Cape Town is in for a considerable period of slower house price growth - until affordability has meaningfully improved, John Loos, household and property sector strategist at FNB, told Fin24 on Tuesday.
In his view, the current trend of slowing house price growth in the Cape Town metro largely has largely been driven by some years of significant deterioration in housing affordability.
The trend of slowing house price growth has now even spread to more affordable residential areas.
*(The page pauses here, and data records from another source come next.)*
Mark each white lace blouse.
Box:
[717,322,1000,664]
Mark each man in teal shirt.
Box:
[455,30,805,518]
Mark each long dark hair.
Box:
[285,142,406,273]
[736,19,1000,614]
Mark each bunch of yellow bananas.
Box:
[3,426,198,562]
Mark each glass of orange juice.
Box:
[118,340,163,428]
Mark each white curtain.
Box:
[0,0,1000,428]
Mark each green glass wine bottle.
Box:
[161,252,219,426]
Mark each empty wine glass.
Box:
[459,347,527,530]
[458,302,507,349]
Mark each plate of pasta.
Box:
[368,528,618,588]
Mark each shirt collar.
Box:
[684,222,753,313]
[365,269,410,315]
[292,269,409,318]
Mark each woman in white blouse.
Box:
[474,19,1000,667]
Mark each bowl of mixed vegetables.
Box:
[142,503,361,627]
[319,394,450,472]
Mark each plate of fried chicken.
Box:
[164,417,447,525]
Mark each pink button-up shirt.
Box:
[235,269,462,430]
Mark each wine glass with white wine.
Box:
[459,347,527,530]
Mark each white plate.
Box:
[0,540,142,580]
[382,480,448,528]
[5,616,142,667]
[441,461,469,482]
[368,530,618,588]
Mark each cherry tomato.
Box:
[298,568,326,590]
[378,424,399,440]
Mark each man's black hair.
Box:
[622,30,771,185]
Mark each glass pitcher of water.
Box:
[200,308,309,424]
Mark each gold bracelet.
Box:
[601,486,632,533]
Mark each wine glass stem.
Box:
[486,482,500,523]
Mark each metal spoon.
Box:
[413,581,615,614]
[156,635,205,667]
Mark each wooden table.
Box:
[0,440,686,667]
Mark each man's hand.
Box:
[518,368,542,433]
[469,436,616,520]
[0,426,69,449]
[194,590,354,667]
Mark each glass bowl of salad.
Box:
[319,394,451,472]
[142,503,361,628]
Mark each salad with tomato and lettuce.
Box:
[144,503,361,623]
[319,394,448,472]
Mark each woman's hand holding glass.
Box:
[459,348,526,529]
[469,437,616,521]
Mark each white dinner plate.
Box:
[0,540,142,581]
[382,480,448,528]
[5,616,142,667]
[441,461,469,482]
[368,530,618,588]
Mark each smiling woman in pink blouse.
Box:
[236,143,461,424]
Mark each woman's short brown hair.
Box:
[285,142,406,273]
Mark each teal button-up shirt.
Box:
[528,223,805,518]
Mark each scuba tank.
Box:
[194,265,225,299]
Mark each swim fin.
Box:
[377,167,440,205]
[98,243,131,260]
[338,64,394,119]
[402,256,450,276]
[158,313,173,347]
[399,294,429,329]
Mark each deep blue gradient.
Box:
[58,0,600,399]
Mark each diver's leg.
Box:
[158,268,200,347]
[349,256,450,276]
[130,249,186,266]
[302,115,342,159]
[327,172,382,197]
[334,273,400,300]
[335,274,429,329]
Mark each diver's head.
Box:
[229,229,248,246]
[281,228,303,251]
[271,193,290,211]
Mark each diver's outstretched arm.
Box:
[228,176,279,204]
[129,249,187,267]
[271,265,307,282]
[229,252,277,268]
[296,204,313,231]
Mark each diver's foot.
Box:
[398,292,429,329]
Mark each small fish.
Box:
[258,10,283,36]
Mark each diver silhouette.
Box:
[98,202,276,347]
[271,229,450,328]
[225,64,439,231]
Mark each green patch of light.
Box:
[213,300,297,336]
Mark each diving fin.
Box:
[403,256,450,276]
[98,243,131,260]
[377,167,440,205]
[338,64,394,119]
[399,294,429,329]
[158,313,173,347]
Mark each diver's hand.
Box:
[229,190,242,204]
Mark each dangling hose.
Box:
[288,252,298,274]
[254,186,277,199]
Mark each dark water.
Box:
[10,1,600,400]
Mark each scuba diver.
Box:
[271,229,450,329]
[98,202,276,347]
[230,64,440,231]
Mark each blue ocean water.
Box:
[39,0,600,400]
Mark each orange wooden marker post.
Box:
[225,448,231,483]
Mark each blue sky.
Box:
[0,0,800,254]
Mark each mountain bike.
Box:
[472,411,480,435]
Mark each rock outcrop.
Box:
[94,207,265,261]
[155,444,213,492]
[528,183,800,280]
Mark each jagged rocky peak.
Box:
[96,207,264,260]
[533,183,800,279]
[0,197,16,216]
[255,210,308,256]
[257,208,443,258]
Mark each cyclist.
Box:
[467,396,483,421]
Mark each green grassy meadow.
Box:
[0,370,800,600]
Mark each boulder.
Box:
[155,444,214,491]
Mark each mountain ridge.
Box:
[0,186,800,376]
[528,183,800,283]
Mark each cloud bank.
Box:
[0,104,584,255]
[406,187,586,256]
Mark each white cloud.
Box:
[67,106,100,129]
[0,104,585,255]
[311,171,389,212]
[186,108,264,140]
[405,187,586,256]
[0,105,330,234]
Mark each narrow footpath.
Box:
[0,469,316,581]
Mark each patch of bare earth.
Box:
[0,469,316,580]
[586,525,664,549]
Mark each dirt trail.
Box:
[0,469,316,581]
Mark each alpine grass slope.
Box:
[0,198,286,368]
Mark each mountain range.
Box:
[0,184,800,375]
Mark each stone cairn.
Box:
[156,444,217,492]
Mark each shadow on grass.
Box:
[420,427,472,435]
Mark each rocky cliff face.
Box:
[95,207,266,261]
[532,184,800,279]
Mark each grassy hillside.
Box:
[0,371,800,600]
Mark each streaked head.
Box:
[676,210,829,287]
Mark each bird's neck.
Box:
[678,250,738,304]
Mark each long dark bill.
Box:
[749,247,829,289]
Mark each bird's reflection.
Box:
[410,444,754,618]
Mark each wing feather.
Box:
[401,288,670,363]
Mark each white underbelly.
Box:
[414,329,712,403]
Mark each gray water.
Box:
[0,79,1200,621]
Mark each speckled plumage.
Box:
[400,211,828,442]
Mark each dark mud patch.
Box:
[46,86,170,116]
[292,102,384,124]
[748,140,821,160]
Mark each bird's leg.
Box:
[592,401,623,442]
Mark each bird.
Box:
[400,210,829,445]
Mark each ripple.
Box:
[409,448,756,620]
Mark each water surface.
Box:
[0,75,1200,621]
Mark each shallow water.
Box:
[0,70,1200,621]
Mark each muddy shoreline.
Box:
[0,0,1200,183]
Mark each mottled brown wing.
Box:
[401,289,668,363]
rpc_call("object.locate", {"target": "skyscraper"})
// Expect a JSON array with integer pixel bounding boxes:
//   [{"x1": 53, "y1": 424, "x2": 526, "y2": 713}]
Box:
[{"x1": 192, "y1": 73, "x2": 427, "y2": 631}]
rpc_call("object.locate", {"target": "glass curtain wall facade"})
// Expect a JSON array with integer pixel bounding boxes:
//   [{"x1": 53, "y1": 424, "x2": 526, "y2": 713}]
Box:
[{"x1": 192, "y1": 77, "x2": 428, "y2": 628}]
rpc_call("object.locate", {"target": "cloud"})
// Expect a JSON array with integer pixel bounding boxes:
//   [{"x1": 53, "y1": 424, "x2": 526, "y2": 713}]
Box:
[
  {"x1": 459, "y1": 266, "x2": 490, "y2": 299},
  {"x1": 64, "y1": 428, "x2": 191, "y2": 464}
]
At the same time, Loos says despite house price growth having slowed down, Cape Town is still the most expensive city in SA and will probably retain this position in the long term. This is despite Gauteng offering higher salaries, and due to Cape Town's geography creating a greater scarcity of land.
"House price growth in Cape Town had to slow down. When a market gets as hot as the huge house price inflation a year or two ago, you will find a certain element of speculation, of people trying to make huge capital gains," Loos told Fin24.
"Sellers get an idea in their heads that house price growth is massive and then - often after price growth has dropped - they still have it in their heads that their property must be worth more."
In the second quarter of 2018, Cape Town’s estimated average house price growth rate was 8.7% year-on-year (y/y). This was the 8th consecutive quarter of a slowing house price growth rate from a 10-year revised high of 15.4% recorded in the 2nd quarter of 2016, according to the FNB 2nd quarter 2018 City of Cape Town Sub-Regional House Price Indices.
Furthermore, 9 out of 12 sub regions in the metro have experienced slowing y/y house price growth in the second quarter of 2018.
Loos told Fin24 that the only regions in the Cape Town metro that did not show slowing house price growth were the Helderberg region (Somerset West; Strand; Gordons Bay); the suburbs just east of the CBD (Woodstock; Salt River; Pinelands); and the Cape Flats.
The most expensive sub-region - the Atlantic Seaboard - has seen average house price growth slow the most sharply off the highest base - from a revised multi-year high of 27.7% y/y in the final quarter of 2016 to 1.9% by the 2nd quarter of 2018. It now has the slowest price growth of all the regions in the metro.
The City Bowl has gone from its revised multi-year y/y growth high of 23.9% in the 2nd quarter of 2016 to 9.7% by the 2nd quarter of 2018.
The Southern Suburbs - also regarded as one of the three most expensive sub-regions in the city - saw further slowdown from 8.6% in the prior quarter to 7.4% in the 2nd quarter of 2018. This is after it reached a multi-year high of 15.9% in the 2nd quarter of 2015.
The Western Seaboard sub-region (including Blouberg, Milnerton and Melkbosstrand) saw a slowing in y/y price growth - from 14.3% in the 3rd quarter of 2017 to 10.2% by the 2nd quarter of 2018.
The sub-region around Bellville and Parow in the northern suburbs saw price growth slow from 11.9% y/y in the final quarter of 2017 to 11.2% in the 2nd quarter of 2018.
The Durbanville-Kraaifontein-Brackenfell sub-region also started to slow slightly, from 10.1% growth in the 1st quarter of 2018 to 9.9% in the 2nd quarter.
Loos believes the drought may have had some cooling impact on the Cape Town housing market, due to its negative impact on the Western Cape economy, but he does not see the recent rains in the Cape reversing the slowing down trend in the near-term.
"My view has always been that, with or without the drought, house price growth in Cape Town would cool off. It is unrealistic to expect house prices to continue growing at the pace they did," Loos told Fin24.
"It is about affordability. Ultimately house prices just become too expensive as it outgrows salaries and making even some 'aspirant migrants' think twice."
The FNB Estate Agent Survey shows that first time home buyers have battled to enter Cape Town’s housing market in recent years. The level of first time buying in the region (8.57%) is already significantly lower than in other metros in the country.
"This slowing may also be in part due to poor home affordability in Cape Town, with other major coastal regions in South Africa offering many more affordable alternatives for aspirant 'semi-grants' to the coast from inland regions such as Gauteng," said Loos.
"We remain of the opinion that Cape Town’s house price growth will continue to slow in the near term and move into a lengthy 'benign' period in line with the broader SA housing market, while incomes in the region gradually catch up with prices."